The other component of dairy that tends to cause issues for people is the protein casein (whey is also a protein some individuals have difficulties processing as well.) Casein is a protein with a very similar molecular structure to gluten and 50% of people who are gluten intolerant are casein intolerant as well.
Casein causes the body to have a similar experience as it does with gluten. It triggers the enzyme zonulin, and the tight junctions of the intestinal wall will open up. Food particles—(from any food)—can seep through creating all kinds of food sensitivities.
Autoimmunity, Gluten, & Dairy
Individuals with thyroid problems and autoimmune conditions need to be extremely careful around gluten and dairy. Gluten and casein (the protein found in dairy) have a molecular makeup that is very similar to the body’s tissues. When zonulin initiates leaky gut because of these two foods, their molecules will pass through to the bloodstream and the body memorizes the molecule to develop the perfect defense.
Unfortunately, the immune system isn’t perfect and might mistake its own tissues as the gluten and casein, because of the similarities in structures. Therefore, the body will truly attack its own tissues leaving the individual in a very uncomfortable and often painful flare.
Putting It All Together
Hopefully after reading this series, it will be easy to understand the body is incredibly complex. And each person is different. There are environmental factors that play a role in weakening the immune system, perhaps throwing things off balance and incorrectly marking a substance such as a benign food as harmful to the body.

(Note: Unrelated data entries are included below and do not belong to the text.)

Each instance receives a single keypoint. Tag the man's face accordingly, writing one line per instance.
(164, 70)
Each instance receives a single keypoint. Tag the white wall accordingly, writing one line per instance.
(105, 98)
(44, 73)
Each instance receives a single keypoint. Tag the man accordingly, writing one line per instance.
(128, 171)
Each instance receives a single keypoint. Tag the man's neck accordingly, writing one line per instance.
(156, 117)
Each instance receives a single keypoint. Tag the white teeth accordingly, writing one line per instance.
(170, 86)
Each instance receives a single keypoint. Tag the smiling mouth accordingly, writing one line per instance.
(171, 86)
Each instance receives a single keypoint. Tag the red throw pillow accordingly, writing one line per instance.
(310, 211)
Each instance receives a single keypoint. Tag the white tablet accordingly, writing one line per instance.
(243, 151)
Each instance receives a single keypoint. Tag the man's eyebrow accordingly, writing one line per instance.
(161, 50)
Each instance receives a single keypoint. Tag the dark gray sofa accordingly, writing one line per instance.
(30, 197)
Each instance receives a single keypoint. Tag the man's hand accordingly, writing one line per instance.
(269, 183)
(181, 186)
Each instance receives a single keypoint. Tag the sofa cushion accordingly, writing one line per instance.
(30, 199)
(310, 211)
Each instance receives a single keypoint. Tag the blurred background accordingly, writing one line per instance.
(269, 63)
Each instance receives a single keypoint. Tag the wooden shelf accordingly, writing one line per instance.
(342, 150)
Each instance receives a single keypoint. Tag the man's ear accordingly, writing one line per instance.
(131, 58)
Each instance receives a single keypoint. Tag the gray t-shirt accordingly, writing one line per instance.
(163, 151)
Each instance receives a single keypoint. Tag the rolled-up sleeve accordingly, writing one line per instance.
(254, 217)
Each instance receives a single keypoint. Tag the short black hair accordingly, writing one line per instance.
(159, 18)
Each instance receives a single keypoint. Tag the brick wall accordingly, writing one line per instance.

Autoimmunity is on the rise these days. Women, in particular, are developing autoimmune conditions at a faster rate than men. The time is now to be very present and mindful of one’s health. Understanding the small intestine’s role in the immune system can help individuals take some control over their health and find a dietary regimen that not only keeps the body at a healthy weight but aiding the immune system to function properly—which is fundamentally important.